STOP: 0x4D (0x2A8FB,0x2A8FB,0,0) when allocating large amounts of memory using MmAllocatePagesForMdl

James_Harper · February 28, 2011, 6:54am

A user has reported that they are seeing bug check 0x4D when stress
testing my xen drivers when ‘ballooning down’ (returning physical memory
to xen for use in other VMs). The allocation of memory to give back to
xen is done using MmAllocatePagesForMdl(Ex).

Given the large values for P1 and P2 in the bug check, representing
~714MB of dirty pages waiting to be written to the page file, my theory
is that my driver has allocated so much memory so quickly that Windows
doesn’t have time to write out the pages to disk and can’t satisfy a
subsequent allocation request. Does that sound plausible?

A dirty solution is probably just to introduce a delay into the ‘balloon
down’ loop, but it would be better I think to check with Windows if
there is enough free memory before we take it all. What API is best to
give me that figure? I’m allocating memory 1MB at a time so any
individual allocation shouldn’t exhaust things if I check for headroom
first, it’s just when I do it 700 times in rapid succession that it
causes a problem.

Thanks

James

Alex_Grig · February 28, 2011, 10:30am

Are you making the call on PASSIVE_LEVEL?

James_Harper · February 28, 2011, 5:15pm

>

Are you making the call on PASSIVE_LEVEL?

Yes.
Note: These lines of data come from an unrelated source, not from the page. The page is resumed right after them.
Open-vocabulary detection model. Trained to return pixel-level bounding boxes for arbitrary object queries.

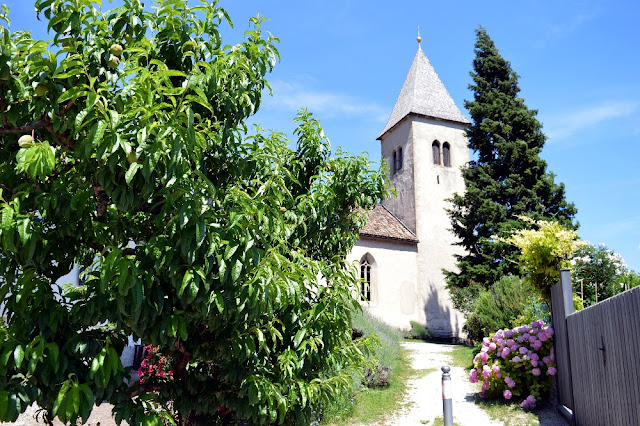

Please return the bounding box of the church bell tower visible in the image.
[377,37,470,338]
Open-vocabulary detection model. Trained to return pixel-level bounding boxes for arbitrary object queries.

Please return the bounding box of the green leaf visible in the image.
[0,345,13,367]
[108,347,121,374]
[13,346,24,369]
[79,385,94,423]
[178,270,193,298]
[293,329,306,348]
[195,217,205,248]
[67,383,80,422]
[0,391,8,420]
[47,343,60,373]
[52,380,71,416]
[56,85,87,103]
[25,236,37,263]
[125,162,140,186]
[210,292,224,313]
[224,242,239,260]
[231,259,242,283]
[178,318,187,341]
[85,120,107,158]
[1,205,14,232]
[16,142,56,179]
[17,218,30,245]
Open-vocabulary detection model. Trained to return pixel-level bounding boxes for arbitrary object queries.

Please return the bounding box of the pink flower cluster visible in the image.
[468,320,556,407]
[138,345,174,384]
[521,395,537,409]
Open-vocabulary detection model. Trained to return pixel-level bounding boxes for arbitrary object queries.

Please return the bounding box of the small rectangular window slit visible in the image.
[437,175,440,184]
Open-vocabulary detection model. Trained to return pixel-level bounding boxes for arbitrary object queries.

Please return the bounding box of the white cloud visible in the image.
[596,218,640,239]
[264,80,388,123]
[544,101,638,142]
[546,9,599,38]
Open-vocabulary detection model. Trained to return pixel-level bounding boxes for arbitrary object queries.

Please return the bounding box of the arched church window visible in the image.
[443,142,451,167]
[359,253,376,302]
[396,147,403,171]
[391,151,397,175]
[432,141,441,165]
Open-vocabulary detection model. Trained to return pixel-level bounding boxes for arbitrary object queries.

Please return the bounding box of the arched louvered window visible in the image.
[391,151,397,175]
[359,253,376,302]
[432,141,441,165]
[396,147,403,171]
[360,259,371,301]
[443,142,451,167]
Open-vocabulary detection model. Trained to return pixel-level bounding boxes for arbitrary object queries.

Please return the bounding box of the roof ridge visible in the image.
[379,204,418,238]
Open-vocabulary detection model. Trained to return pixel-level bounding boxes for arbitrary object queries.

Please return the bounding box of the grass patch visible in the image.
[324,347,413,425]
[414,367,437,379]
[322,311,410,425]
[448,344,474,370]
[474,398,539,425]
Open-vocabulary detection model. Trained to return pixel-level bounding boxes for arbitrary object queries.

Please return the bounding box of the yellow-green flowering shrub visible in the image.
[500,217,583,300]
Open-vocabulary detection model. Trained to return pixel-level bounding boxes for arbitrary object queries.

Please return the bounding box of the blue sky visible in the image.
[4,0,640,271]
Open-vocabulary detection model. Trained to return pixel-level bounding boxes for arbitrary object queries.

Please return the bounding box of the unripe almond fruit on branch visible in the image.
[35,85,48,97]
[107,55,120,68]
[110,44,123,56]
[18,135,34,148]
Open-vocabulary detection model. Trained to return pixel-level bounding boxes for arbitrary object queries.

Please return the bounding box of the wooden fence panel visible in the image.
[566,286,640,426]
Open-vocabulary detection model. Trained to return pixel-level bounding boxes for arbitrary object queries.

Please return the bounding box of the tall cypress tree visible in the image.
[446,28,577,312]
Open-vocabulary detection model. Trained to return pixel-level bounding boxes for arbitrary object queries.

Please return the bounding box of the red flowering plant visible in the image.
[138,345,173,385]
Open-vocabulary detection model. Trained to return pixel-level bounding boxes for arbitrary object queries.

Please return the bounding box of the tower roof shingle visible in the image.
[378,45,469,139]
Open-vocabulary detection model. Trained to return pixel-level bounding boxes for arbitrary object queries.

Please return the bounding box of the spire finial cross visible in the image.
[417,26,422,44]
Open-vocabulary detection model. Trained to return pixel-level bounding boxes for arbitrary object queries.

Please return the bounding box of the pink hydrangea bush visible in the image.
[468,320,556,409]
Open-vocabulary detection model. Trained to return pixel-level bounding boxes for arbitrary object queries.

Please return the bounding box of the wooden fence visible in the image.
[551,270,640,425]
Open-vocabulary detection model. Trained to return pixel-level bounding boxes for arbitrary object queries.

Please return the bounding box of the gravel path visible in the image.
[384,341,500,426]
[379,341,569,426]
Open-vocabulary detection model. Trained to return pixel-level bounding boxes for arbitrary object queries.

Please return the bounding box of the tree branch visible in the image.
[0,101,76,150]
[0,120,48,134]
[0,97,8,127]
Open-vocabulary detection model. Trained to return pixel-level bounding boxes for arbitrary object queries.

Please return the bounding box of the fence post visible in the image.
[550,269,576,424]
[441,365,453,426]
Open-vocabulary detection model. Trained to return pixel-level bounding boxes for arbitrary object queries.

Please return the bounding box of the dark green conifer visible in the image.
[446,28,577,311]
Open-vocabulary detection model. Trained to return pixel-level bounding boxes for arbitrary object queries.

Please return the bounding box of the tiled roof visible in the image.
[360,205,418,243]
[378,45,469,139]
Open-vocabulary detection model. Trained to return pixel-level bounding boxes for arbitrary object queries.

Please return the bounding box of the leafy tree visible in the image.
[464,275,539,342]
[620,270,640,292]
[446,28,577,311]
[571,243,629,306]
[0,1,388,424]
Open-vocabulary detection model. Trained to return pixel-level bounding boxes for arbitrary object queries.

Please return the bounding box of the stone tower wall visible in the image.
[411,116,469,338]
[381,119,417,233]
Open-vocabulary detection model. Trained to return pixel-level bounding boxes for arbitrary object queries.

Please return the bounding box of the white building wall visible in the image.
[381,119,416,233]
[411,117,468,338]
[348,238,418,330]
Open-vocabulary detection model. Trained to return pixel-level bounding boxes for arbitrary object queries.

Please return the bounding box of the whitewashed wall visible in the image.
[411,117,468,338]
[348,237,418,330]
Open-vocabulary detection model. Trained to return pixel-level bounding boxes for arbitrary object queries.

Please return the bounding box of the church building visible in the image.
[346,40,469,339]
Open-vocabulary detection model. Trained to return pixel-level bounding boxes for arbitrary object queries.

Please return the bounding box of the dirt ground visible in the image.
[1,403,123,426]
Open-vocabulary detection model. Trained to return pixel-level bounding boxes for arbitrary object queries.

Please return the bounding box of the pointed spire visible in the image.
[378,44,469,140]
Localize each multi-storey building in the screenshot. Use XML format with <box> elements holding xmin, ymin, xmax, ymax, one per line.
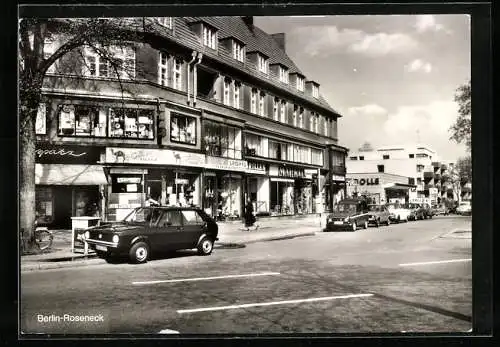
<box><xmin>33</xmin><ymin>16</ymin><xmax>348</xmax><ymax>228</ymax></box>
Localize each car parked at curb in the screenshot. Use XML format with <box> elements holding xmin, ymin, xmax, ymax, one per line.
<box><xmin>85</xmin><ymin>206</ymin><xmax>219</xmax><ymax>263</ymax></box>
<box><xmin>366</xmin><ymin>204</ymin><xmax>391</xmax><ymax>227</ymax></box>
<box><xmin>456</xmin><ymin>201</ymin><xmax>472</xmax><ymax>216</ymax></box>
<box><xmin>432</xmin><ymin>204</ymin><xmax>449</xmax><ymax>216</ymax></box>
<box><xmin>324</xmin><ymin>198</ymin><xmax>371</xmax><ymax>232</ymax></box>
<box><xmin>407</xmin><ymin>203</ymin><xmax>421</xmax><ymax>221</ymax></box>
<box><xmin>417</xmin><ymin>203</ymin><xmax>433</xmax><ymax>219</ymax></box>
<box><xmin>385</xmin><ymin>203</ymin><xmax>411</xmax><ymax>223</ymax></box>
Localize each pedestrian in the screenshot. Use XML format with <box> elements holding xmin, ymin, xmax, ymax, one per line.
<box><xmin>244</xmin><ymin>198</ymin><xmax>257</xmax><ymax>230</ymax></box>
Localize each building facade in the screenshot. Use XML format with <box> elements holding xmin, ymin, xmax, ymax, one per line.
<box><xmin>34</xmin><ymin>17</ymin><xmax>348</xmax><ymax>228</ymax></box>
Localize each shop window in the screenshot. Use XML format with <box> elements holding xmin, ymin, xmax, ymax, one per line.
<box><xmin>111</xmin><ymin>175</ymin><xmax>143</xmax><ymax>193</ymax></box>
<box><xmin>378</xmin><ymin>165</ymin><xmax>384</xmax><ymax>173</ymax></box>
<box><xmin>204</xmin><ymin>121</ymin><xmax>242</xmax><ymax>159</ymax></box>
<box><xmin>109</xmin><ymin>108</ymin><xmax>154</xmax><ymax>139</ymax></box>
<box><xmin>58</xmin><ymin>104</ymin><xmax>108</xmax><ymax>137</ymax></box>
<box><xmin>36</xmin><ymin>187</ymin><xmax>54</xmax><ymax>223</ymax></box>
<box><xmin>170</xmin><ymin>113</ymin><xmax>196</xmax><ymax>145</ymax></box>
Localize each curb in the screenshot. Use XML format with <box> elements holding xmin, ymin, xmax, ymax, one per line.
<box><xmin>219</xmin><ymin>231</ymin><xmax>317</xmax><ymax>245</ymax></box>
<box><xmin>21</xmin><ymin>258</ymin><xmax>106</xmax><ymax>272</ymax></box>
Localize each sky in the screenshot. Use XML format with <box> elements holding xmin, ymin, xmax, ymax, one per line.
<box><xmin>255</xmin><ymin>15</ymin><xmax>470</xmax><ymax>162</ymax></box>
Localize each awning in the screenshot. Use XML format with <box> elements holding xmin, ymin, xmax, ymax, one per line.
<box><xmin>383</xmin><ymin>183</ymin><xmax>416</xmax><ymax>191</ymax></box>
<box><xmin>36</xmin><ymin>164</ymin><xmax>108</xmax><ymax>185</ymax></box>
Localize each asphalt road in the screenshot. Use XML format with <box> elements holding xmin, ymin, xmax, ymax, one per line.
<box><xmin>21</xmin><ymin>215</ymin><xmax>472</xmax><ymax>335</ymax></box>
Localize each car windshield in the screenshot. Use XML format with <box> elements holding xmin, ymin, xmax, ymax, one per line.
<box><xmin>334</xmin><ymin>203</ymin><xmax>357</xmax><ymax>213</ymax></box>
<box><xmin>368</xmin><ymin>205</ymin><xmax>381</xmax><ymax>212</ymax></box>
<box><xmin>123</xmin><ymin>207</ymin><xmax>155</xmax><ymax>224</ymax></box>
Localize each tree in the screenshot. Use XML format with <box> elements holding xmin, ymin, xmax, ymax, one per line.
<box><xmin>456</xmin><ymin>155</ymin><xmax>472</xmax><ymax>185</ymax></box>
<box><xmin>449</xmin><ymin>80</ymin><xmax>471</xmax><ymax>152</ymax></box>
<box><xmin>18</xmin><ymin>17</ymin><xmax>158</xmax><ymax>253</ymax></box>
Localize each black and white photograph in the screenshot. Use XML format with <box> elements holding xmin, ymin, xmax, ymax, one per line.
<box><xmin>17</xmin><ymin>7</ymin><xmax>482</xmax><ymax>337</ymax></box>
My call to MmAllocatePagesForMdlEx is done at PASSIVE_LEVEL.

James

Alex_Grig · February 28, 2011, 6:05pm

From what context the function is called? Is it a system workitem or your own workitem?

James_Harper · February 28, 2011, 6:12pm

>

From what context the function is called? Is it a system workitem or
your own
workitem?

It’s running in a thread created in my driver. It waits on notification
from Xen that the allocated memory has changed then allocates memory and
gives the physical pages xen, or asks xen to put pages back into
physical memory and frees the memory back to windows, depending on if we
are decreasing or increasing our memory size. It does this in a loop,
1MB at a time.

James

Alex_Grig · February 28, 2011, 6:15pm

What flags do you pass to the call?

James_Harper · February 28, 2011, 6:34pm

>

What flags do you pass to the call?

None. Flags = 0. During initial allocation (at the start of DriverEntry)
I have tested using MM_DONT_ZERO_ALLOCATION to try and resolve a
performance problem but it doesn’t make any difference anyway.
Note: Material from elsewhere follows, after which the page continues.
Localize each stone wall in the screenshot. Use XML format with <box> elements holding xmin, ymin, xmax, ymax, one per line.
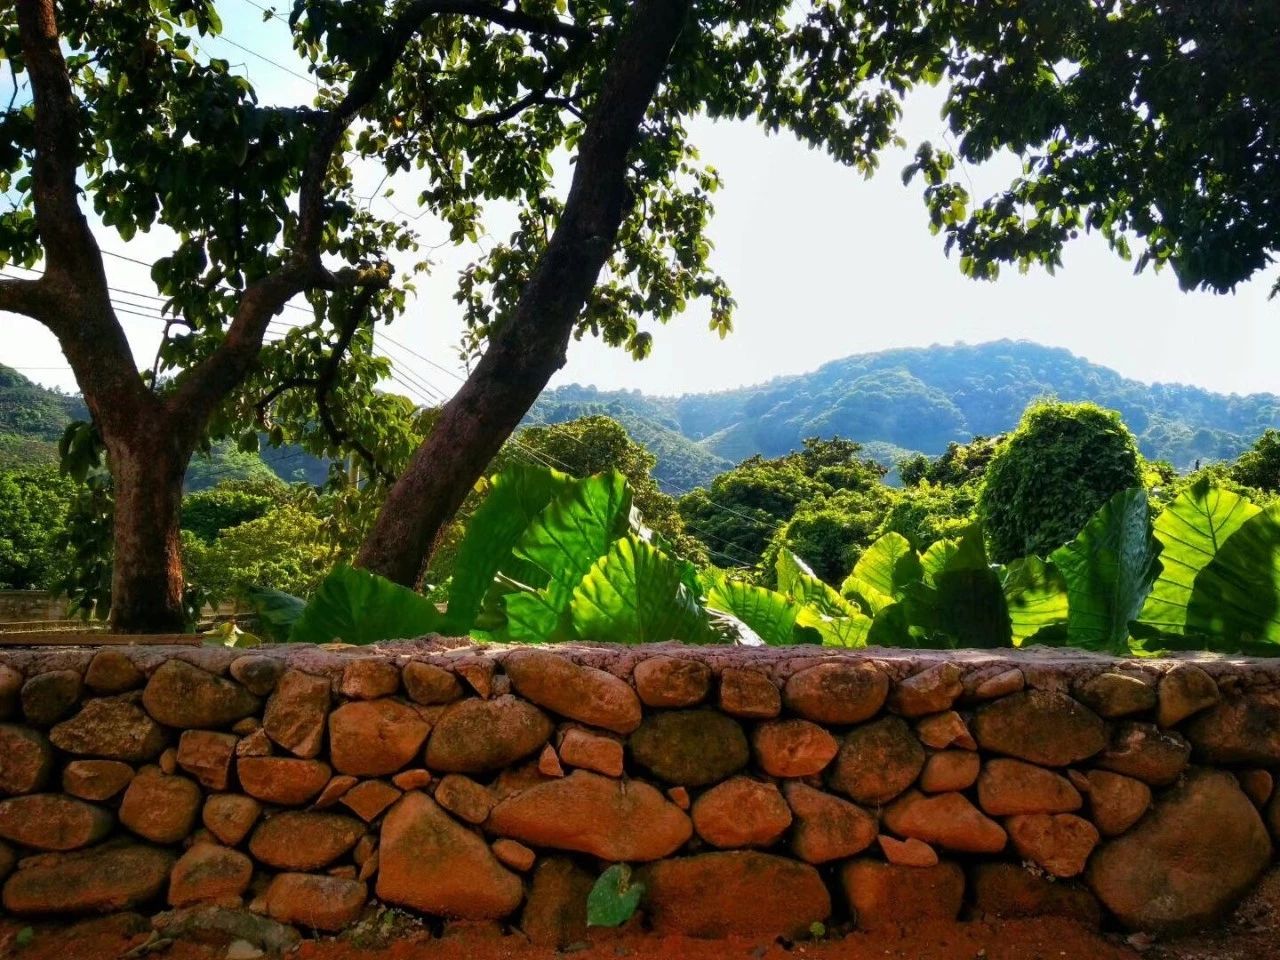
<box><xmin>0</xmin><ymin>641</ymin><xmax>1277</xmax><ymax>944</ymax></box>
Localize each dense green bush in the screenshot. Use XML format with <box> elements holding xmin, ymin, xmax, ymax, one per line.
<box><xmin>0</xmin><ymin>467</ymin><xmax>74</xmax><ymax>589</ymax></box>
Right now I’m experimenting with not allocating any further memory if
\KernelObjects\LowMemoryCondition is set. Is there a way to
KeWaitForMultipleObjects but wait for the event to be cleared?
Performance and response isn’t critical here so I’m just doing a loop
with an exponential delay for now.

James

MBond · February 28, 2011, 6:52pm

While it would be a good thing to play nice in the sand box by not
allocating all available memory, I suspect that your bug is an unchecked
allocation failure. Your first need to fix this bug; and it will be easier
if it is readily reproducible

“James Harper” wrote in message news:xxxxx@ntdev…

What flags do you pass to the call?

None. Flags = 0. During initial allocation (at the start of DriverEntry)
I have tested using MM_DONT_ZERO_ALLOCATION to try and resolve a
performance problem but it doesn’t make any difference anyway.

Right now I’m experimenting with not allocating any further memory if
\KernelObjects\LowMemoryCondition is set. Is there a way to
KeWaitForMultipleObjects but wait for the event to be cleared?
Performance and response isn’t critical here so I’m just doing a loop
with an exponential delay for now.

James

James_Harper · February 28, 2011, 7:02pm

>

While it would be a good thing to play nice in the sand box by not
allocating all available memory, I suspect that your bug is an
unchecked
allocation failure. Your first need to fix this bug; and it will be
easier
if it is readily reproducible

An unchecked allocation failure would be something like:

some_struct = alloc_mem(sizeof(some_struct));
some_struct->some_val = 42;

which would be an 0xD1 or similar BSoD right? 0x4D seems like an
internal windows thing like:

ptr = alloc_mem(1234);
if (!ptr)
KeBugCheck(0x4D);

Eg in the case of an allocation that must succeed.

James

James_Harper · March 2, 2011, 7:12pm

My latest conclusion is that the user is just overloading their VM’s
excessively, resulting in an overload of the disk IO channel, resulting
in extraordinarily long delays in IO requests being completed. I added
timestamping to the logging and can see that after 60 seconds of no
response and the issuing of several scsi reset commands, Windows crashes
with the 0x4D error.

The user is running some tests which exercise a 2GB working set of data
on a VM with 512MB available, on several VM’s at once, resulting in
massive amounts of disk thrashing. This is obviously showing up a bit of
a weakness in Xen’s IO scheduling as 60 seconds for an IO completion is
obviously not correct in any sense of the word - Xen is not servicing
all the VM’s IO requests fairly.

I’m not sure there is much I can do about this. It would be nice to
simply let the VM stall but Windows is obviously under enormous memory
pressure to page out in this case and so a disk IO channel hang is going
to break things.

I’m not sure I’m doing the HwScsiResetBus correctly though. I’ll start
another thread for that.

James

MBond · March 2, 2011, 7:52pm

I see. 60 seconds for an IOP completion is certainly a long time but not
unheard of. I have seen loaded disks where a write can take several minutes
to complete (UM WriteFile on FILE_FLAG_NO_BUFFERING +
FILE_FLAG_WRITE_THROUGH) It will be a major performance problem if the IOP
is a paging request and that kind of latency may trigger other problems but
I don’t know of any reason for the BSOD but others more expert than me will
surely comment.

“James Harper” wrote in message news:xxxxx@ntdev…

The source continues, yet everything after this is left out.